When a company needs to say goodbye to a sizable portion of its staff, they tend to think the whole thing through, but that’s not often the case for people who decide to quit on their own.  When someone is about to quit, a well-prepared organization is able to spot the signs earlier, ideally retaining more good employees talent acquisition.

Even with a great early intervention process, people leave their jobs every day, and every company should extend its process to leverage insights, foster open communication, and when necessary, put risk controls in place for the people who do end up leaving. What’s more, a company with its finger on the pulse is less likely to fall victim to the trends of the day – quiet quitting and “rage applying.”

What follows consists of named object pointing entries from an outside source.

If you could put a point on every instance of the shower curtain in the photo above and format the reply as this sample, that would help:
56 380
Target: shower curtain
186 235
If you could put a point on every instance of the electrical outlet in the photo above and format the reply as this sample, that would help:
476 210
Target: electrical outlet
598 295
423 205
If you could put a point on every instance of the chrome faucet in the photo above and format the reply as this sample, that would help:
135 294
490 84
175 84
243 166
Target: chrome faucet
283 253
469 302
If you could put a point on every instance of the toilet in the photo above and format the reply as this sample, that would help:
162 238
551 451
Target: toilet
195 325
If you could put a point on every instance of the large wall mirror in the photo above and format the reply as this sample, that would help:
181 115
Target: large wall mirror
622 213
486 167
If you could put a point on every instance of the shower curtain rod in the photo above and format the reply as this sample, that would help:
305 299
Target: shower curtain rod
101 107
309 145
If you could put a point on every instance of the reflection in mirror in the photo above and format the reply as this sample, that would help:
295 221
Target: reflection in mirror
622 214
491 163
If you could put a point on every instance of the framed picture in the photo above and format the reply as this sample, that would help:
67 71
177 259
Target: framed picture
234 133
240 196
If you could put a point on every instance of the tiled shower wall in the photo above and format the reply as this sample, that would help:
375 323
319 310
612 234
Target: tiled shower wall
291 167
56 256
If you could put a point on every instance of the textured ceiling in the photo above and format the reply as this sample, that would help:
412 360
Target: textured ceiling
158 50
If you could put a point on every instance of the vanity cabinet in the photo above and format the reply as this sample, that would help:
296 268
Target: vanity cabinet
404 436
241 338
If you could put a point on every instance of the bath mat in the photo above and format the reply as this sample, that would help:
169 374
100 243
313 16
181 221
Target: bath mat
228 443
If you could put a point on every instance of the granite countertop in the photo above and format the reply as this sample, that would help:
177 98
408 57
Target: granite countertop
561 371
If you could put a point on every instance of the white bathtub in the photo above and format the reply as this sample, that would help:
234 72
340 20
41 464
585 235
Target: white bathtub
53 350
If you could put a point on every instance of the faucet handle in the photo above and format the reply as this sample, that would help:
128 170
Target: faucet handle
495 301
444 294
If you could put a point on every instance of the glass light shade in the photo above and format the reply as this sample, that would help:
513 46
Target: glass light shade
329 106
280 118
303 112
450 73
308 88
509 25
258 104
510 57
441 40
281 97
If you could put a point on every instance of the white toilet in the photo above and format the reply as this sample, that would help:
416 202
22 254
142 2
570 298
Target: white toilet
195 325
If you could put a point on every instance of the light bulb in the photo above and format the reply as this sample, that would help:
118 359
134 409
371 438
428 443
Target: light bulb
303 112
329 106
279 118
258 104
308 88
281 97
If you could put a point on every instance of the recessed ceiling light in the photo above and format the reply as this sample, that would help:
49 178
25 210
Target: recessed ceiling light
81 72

Workforce Behavior Analytics Create a Better Offramp

Companies need a proactive approach and the right insights. First, with good analytics, managers can spot potential issues and potentially keep someone from quitting by fixing a problem. People might be frustrated by a coworker, dislike a part of their job, or want to improve an inefficient process – all issues that could be addressed well before someone is ready to actually leave the company.

In the case of an employee who does plan to quit, companies need insights to be ready before anything negative can happen. This includes a number of administrative steps that include management, HR, and IT, and it includes better use of employee software.

Rather than wait for someone to quit, companies need to assume that people will quit and start to better recognize the signs. Using activity monitoring technology helps to automate this process, giving companies immediate access to detailed information that can help them be more proactive and build a case if something happens.